Drinking-water Contamination—Havelock North

1. Hon ANNETTE KING (Deputy Leader—Labour) to the Minister of Health: Will he now declare a drinking-water emergency, under the Health (Drinking Water) Amendment Act 2007, in light of reports that E. coli has been discovered in a water tanker from a Hastings water supply, parked at a school in Havelock North?

Hon Peseta SAM LOTU-IIGA (Acting Minister of Health): No. I am advised that the local council is taking action, and that the water supplies for Hastings and Flaxmere are now being chlorinated. The daily tests for those supplies have been clear. I can also advise that the Minister Jonathan Coleman has confirmed there will be a Government-initiated independent inquiry into the Havelock North water contamination issue. This will be a wide-ranging inquiry to ensure that all New Zealanders can feel confident about the quality of drinking-water supplies.

Hon Annette King: So what would it take for the Minister of Health to declare a drinking-water emergency, given that over 3,200 people have now been affected by gastric illness and that the Mayor Lawrence Yule is saying that this latest result “is a significant development we cannot explain.”?

Hon Peseta SAM LOTU-IIGA: I continue to be disgusted by the attitude of that member, who is playing politics with this issue—

Mr SPEAKER: Order!

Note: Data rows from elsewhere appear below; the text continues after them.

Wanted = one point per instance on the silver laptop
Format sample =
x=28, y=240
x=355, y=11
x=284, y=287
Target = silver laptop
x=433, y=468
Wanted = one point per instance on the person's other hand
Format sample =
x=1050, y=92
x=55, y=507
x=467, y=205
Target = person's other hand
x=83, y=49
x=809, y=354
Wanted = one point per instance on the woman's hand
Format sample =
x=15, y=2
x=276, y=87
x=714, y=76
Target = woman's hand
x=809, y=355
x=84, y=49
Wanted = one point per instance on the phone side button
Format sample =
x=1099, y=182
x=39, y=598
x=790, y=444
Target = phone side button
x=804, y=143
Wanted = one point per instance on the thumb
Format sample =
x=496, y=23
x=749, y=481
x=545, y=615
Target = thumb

I apologise for interrupting the Minister. I need to deal with a point of order.

Hon Annette King: I raise a point of order, Mr Speaker. My question was a straight question. The Minister started his answer by being disgusted by the fact that I have raised this issue in this House, when he did not.

Mr SPEAKER: We will now allow the Minister to complete his answer.

Hon Peseta SAM LOTU-IIGA: I am still disgusted, because this member plays politics when what is at issue here is the health and safety of those people in Havelock North and Hawke’s Bay. I visited Hawke’s Bay yesterday, and what the local people told me was that they wanted their health services provided and they wanted accountability. That is what this Government is offering through this inquiry and the support that we are giving the local district council.